Chapitre 268/30189%~19 min de lecture3 665 mots

Sous la pleine lune, dans la bibliothèque de l'Université Impériale, Yeriel étudiait la magie en secret. Hadecaine avait commencé à lui peser ces derniers temps — aussi s'était-elle éclipsée vers la Capitale, ne serait-ce que pour un court moment.

La raison, bien sûr, était l'attaque de l'Autel contre le Palais Impérial. Depuis, Yeriel vivait chaque journée les nerfs à vif.

Bien sûr, personne n'oserait demander aux Yukline de prouver leur lignée, mais cela pourrait ne pas durer éternellement, songea Yeriel.

« … Pfiou. Je finirai le reste plus tard », marmonna Yeriel.

Vers vingt-deux heures, Yeriel rangea ses affaires et traîna les pieds jusqu'au terrain de l'université. Comme prévu, plusieurs chevaliers d'escorte montaient la garde dans l'ombre — vu la situation.

« Hmm ? »

Yeriel regagnait le manoir de Deculein lorsqu'elle aperçut soudain un groupe de mages familier — Epherene, Maho, Drent et les autres membres du Club de Recherche de Magie Commune.

« Comment on est censés rendre ça sûr ? Des idées ? »

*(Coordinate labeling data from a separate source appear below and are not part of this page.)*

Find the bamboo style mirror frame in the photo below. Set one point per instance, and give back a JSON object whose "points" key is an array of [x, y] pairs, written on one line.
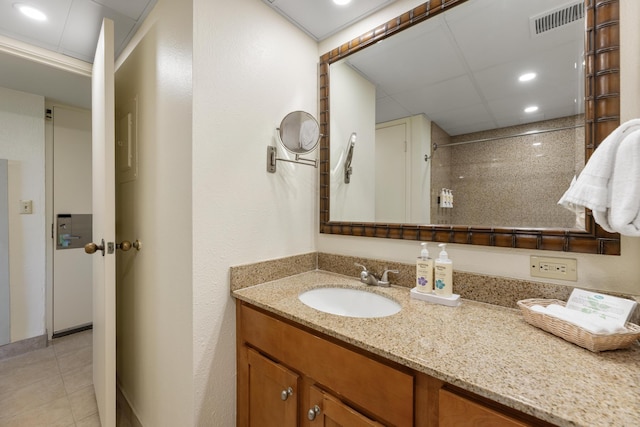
{"points": [[602, 116]]}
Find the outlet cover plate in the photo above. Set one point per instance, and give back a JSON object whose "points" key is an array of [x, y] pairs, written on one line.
{"points": [[554, 268]]}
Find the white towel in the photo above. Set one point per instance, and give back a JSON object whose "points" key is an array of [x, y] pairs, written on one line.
{"points": [[624, 207], [588, 322], [604, 185]]}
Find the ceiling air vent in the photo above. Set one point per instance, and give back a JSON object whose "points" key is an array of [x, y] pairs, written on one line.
{"points": [[556, 18]]}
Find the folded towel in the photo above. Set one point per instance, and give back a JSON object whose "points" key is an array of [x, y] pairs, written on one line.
{"points": [[608, 173], [623, 215], [588, 322]]}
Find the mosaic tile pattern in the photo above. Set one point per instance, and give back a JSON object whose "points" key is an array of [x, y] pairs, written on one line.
{"points": [[493, 181]]}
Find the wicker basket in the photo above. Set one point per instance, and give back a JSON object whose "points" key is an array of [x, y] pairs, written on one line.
{"points": [[573, 333]]}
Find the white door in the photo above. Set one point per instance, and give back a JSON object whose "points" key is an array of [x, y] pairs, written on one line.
{"points": [[104, 230], [72, 269], [391, 170]]}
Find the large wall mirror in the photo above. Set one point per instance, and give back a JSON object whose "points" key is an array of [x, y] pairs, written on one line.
{"points": [[445, 150]]}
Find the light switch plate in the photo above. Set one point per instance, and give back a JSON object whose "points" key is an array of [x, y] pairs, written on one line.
{"points": [[554, 268], [26, 207]]}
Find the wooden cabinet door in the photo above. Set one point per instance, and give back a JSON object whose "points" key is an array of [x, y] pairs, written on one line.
{"points": [[458, 411], [272, 393], [327, 411]]}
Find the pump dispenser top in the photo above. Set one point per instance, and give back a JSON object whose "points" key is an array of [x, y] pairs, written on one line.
{"points": [[424, 271], [444, 256], [443, 272], [424, 253]]}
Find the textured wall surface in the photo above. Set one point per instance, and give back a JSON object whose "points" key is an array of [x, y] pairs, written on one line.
{"points": [[22, 144]]}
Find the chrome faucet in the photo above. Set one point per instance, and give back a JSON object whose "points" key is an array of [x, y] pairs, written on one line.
{"points": [[373, 279]]}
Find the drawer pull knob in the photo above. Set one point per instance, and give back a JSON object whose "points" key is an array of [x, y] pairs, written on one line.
{"points": [[286, 393], [313, 413]]}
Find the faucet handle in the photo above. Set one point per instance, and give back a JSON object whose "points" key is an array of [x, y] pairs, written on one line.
{"points": [[384, 278]]}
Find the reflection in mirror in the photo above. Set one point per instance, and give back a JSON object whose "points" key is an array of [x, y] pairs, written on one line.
{"points": [[299, 132], [440, 105], [601, 97]]}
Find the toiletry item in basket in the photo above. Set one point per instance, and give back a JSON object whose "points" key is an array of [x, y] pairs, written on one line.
{"points": [[443, 272], [424, 271]]}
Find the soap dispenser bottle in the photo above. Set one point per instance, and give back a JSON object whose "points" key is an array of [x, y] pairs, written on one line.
{"points": [[424, 271], [443, 272]]}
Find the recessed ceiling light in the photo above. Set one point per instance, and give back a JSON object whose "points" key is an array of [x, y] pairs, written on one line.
{"points": [[30, 12], [527, 76]]}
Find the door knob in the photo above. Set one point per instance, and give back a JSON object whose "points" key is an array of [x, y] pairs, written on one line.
{"points": [[125, 245], [92, 248]]}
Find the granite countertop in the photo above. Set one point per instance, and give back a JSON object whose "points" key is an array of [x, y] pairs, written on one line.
{"points": [[486, 349]]}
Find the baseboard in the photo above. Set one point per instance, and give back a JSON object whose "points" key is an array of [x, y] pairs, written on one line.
{"points": [[74, 330], [23, 346], [124, 409]]}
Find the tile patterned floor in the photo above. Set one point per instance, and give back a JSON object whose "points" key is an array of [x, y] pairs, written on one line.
{"points": [[50, 387]]}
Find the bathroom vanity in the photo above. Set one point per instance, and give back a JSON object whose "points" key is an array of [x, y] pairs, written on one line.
{"points": [[427, 365]]}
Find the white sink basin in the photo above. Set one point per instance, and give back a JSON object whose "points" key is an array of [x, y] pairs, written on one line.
{"points": [[349, 302]]}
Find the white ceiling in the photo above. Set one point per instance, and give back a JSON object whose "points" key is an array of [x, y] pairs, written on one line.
{"points": [[72, 26], [53, 58], [462, 90], [461, 68], [322, 18]]}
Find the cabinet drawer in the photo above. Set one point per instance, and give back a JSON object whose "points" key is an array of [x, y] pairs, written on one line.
{"points": [[374, 387], [458, 411]]}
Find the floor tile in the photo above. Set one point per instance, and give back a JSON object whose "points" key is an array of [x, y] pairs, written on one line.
{"points": [[75, 359], [83, 403], [53, 414], [78, 379], [73, 342], [27, 373], [7, 366], [32, 396], [90, 421]]}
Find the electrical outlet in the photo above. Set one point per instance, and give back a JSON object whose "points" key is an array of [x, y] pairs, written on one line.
{"points": [[26, 206], [554, 268]]}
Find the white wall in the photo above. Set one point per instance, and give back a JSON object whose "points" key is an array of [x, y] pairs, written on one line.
{"points": [[22, 143], [616, 273], [251, 68], [357, 113], [154, 286]]}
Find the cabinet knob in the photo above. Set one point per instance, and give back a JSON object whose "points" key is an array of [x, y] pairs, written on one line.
{"points": [[284, 395], [313, 413]]}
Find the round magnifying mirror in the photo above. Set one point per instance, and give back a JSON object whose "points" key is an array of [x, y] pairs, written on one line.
{"points": [[299, 132]]}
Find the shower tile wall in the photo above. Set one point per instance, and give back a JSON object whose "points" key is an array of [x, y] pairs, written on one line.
{"points": [[440, 174], [513, 181]]}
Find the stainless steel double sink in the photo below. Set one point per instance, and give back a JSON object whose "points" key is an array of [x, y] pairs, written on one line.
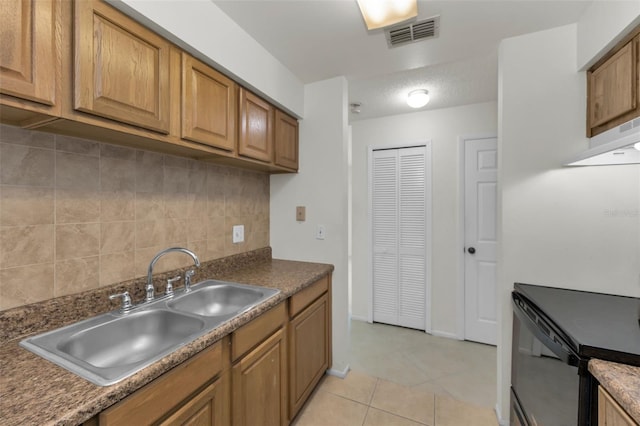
{"points": [[111, 347]]}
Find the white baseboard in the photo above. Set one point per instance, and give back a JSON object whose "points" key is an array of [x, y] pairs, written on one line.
{"points": [[445, 334], [338, 373], [501, 421], [358, 318]]}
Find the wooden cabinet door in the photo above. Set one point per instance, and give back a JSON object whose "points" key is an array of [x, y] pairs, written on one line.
{"points": [[256, 127], [208, 408], [28, 53], [121, 68], [612, 88], [308, 352], [209, 105], [286, 141], [259, 385]]}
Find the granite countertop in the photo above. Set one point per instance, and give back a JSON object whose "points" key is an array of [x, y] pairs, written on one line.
{"points": [[621, 381], [36, 391]]}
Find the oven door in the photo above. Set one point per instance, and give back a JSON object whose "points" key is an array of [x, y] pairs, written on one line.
{"points": [[544, 377]]}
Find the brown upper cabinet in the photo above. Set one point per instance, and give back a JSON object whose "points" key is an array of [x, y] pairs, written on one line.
{"points": [[613, 89], [121, 68], [286, 141], [28, 50], [85, 69], [29, 65], [256, 127], [209, 104]]}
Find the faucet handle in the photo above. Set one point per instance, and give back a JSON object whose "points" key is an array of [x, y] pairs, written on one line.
{"points": [[169, 290], [126, 301], [187, 279]]}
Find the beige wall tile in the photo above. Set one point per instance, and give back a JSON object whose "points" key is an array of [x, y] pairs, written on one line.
{"points": [[117, 267], [173, 161], [149, 172], [150, 233], [77, 240], [23, 165], [76, 275], [26, 284], [196, 229], [25, 245], [117, 175], [143, 257], [197, 178], [77, 171], [77, 146], [20, 205], [175, 231], [117, 206], [77, 206], [176, 180], [117, 152], [67, 199], [117, 237], [18, 136], [178, 205]]}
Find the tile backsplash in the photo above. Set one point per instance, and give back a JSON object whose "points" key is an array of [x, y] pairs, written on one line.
{"points": [[77, 214]]}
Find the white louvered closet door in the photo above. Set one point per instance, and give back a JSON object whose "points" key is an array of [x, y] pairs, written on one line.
{"points": [[399, 228]]}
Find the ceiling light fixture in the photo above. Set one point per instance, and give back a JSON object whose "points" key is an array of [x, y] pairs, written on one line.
{"points": [[418, 98], [382, 13]]}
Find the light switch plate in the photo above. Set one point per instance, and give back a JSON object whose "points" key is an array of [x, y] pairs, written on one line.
{"points": [[238, 233], [301, 213]]}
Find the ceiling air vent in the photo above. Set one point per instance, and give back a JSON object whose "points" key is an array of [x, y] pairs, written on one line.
{"points": [[416, 31]]}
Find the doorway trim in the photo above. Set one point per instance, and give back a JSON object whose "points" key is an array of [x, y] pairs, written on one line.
{"points": [[428, 246], [460, 305]]}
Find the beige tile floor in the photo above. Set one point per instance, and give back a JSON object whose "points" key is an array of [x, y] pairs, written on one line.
{"points": [[406, 377]]}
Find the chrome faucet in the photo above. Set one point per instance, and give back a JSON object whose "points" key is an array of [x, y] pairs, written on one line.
{"points": [[149, 288]]}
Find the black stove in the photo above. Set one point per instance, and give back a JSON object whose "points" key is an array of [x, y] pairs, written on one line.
{"points": [[555, 333]]}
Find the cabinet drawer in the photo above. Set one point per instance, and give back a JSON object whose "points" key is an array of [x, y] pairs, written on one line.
{"points": [[304, 298], [150, 403], [256, 331]]}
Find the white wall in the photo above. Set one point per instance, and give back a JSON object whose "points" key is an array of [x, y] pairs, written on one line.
{"points": [[559, 226], [602, 25], [201, 27], [442, 127], [321, 186]]}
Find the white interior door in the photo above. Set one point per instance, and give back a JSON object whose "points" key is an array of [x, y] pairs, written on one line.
{"points": [[481, 163], [399, 209]]}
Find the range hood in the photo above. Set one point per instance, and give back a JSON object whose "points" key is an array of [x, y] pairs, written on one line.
{"points": [[615, 146]]}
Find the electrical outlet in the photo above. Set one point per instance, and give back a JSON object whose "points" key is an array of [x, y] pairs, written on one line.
{"points": [[238, 233]]}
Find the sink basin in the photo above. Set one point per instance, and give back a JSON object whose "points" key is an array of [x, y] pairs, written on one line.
{"points": [[108, 348], [130, 340], [217, 299]]}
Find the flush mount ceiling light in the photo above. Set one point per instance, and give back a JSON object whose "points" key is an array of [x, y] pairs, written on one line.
{"points": [[382, 13], [418, 98]]}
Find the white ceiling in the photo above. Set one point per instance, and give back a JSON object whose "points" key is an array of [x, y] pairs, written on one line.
{"points": [[321, 39]]}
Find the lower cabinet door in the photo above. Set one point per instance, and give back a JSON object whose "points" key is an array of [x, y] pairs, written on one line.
{"points": [[308, 352], [208, 408], [259, 385]]}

« Je dis, Ephie — pourquoi pas le boulonner avec un truc costaud ? »

« Si on fait ça, ce sera trop lourd pour décoller. »

« Et si on partait sur de l'Optimisation ? »

« Trop cher pour nous. »

Ils formaient un cercle, parlant comme s'ils discutaient d'une machine cassée au centre.

« Qu'est-ce que vous fabriquez tous ? » demanda Yeriel en s'approchant.

« Hmm ? Oh~ Dame Yeriel », répondit Epherene en souriant et en agitant les deux mains.

« Combien de fois faut-il que je vous dise de m'appeler senior, pas dame… Mais qu'est-ce que vous faites exactement ? » dit Yeriel, fronçant les sourcils.

« C'est un aéronef », dit Epherene. « On le prépare pour l'expo. »

« Ah… C'est ça, un aéronef ? »

L'appareil était une épave — trop rond pour qu'on l'appelle un avion, sans ailes à proprement parler, et une hélice montée maladroitement sur le dessus.

« On pensait l'appeler Helicopterosio Sauron Mister Sparta. »

« Vraiment ? Il vous faudra une piste rien que pour prononcer ce nom. Mais pourquoi vous battez-vous avec vous-mêmes ? Devriez-vous pas demander de l'aide à Deculein ? C'est votre professeur référent, non ? »

Même si ces mots franchissaient ses lèvres, la main de Yeriel saisit sa robe et la serra fort, bien qu'elle s'efforçât de ne rien montrer.

Je ne peux pas m'approcher de Deculein. Je ne peux pas faire semblant qu'on est proches, ni faire semblant d'être aimable. Officiellement, tout le monde croit qu'on se déteste — et il faut que ça reste ainsi. Parce que pour lui, je suis son talon d'Achille le plus dangereux, songea Yeriel.

« J'imagine que ce sera difficile. Le professeur Deculein a l'air plutôt occupé ces temps-ci », répondit Drent.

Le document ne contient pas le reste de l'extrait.